C’est aussi des attaques informatiques, révélant des mails privés adressés aux gouvernements, qu’ont subi les différents pays présents au Conseil.

Nous rappellerons que durant ce Conseil, les délégués ont dû faire face à de très nombreux autres aléas ; tel que l’implication de l’AOSIS dans un attentat au Japon, ou la question de la participation des pays dans d’autres attentats.

 

Un Conseil qui se reprend

Durant la conférence, les responsables nous ont avoué ne pas être en capacité de garantir une complète sécurité du Conseil. Première raison d’après eux, son lieu d’établissement : Lyon. On nous a, en effet, répétés à de nombreuses reprises que la neutralité du lieu obligeait l’absence complète de force militaire.

Alors comment garantir l’efficacité d’un événement politique international aussi important que le Conseil des Nations Unies, supposé régler des questions telles que la montée des eaux, l’immigration et les risques sanitaires ?

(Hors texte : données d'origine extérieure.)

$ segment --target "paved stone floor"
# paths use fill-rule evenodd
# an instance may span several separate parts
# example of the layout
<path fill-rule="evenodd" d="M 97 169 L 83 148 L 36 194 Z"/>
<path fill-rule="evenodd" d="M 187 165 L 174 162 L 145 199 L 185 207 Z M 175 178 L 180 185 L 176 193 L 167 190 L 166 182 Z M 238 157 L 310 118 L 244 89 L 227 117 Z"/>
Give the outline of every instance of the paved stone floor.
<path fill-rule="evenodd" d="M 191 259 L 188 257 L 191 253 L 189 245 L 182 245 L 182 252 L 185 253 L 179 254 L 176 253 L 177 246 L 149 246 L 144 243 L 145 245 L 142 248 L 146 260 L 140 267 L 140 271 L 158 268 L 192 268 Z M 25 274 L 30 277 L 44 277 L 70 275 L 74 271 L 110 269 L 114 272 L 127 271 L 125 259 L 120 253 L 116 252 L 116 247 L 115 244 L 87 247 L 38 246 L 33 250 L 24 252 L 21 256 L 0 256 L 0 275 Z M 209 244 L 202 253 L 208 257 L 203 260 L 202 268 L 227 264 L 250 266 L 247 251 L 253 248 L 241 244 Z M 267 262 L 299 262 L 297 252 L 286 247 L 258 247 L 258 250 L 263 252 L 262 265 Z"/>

C’est ainsi que contrairement à un premier jour de Conseil où nous n’avons pas pu affirmer une vraie pertinence des débats, ce second jour à été beaucoup plus approprié. Une seule résolution a été votée. Mais grâce à une prise en considération des différents avis et une écoute des problématiques de chacun, de véritables consensus ont été trouvés entre les différents Etats.

La question du terrorisme, question qui divise pourtant des pays comme les Etats-Unis et la République Islamique d’Iran a été résolu. Une résolution qui englobe : de nouvelles coopérations juridictionnelles, de nouveaux formats de coopération hors des territoires nationaux et une utilisation de l’intelligence artificielle, pourtant à l’origine décriée par certains pays, a été votée.

Enfin, aucune résolution n’a été prise quant à l’hébergement de millions d’habitants des AOSIS, menacés par la montée des eaux. Les nombreux aléas ayant touché le Conseil sont à mettre en cause. Cependant, le Conseil a fermé ses portes sur un consensus général sur la nécessité de trouver une solution, et la coopération internationale était visible dans les discussions. Nous portons donc tous nos regards vers les futures décisions du Conseil.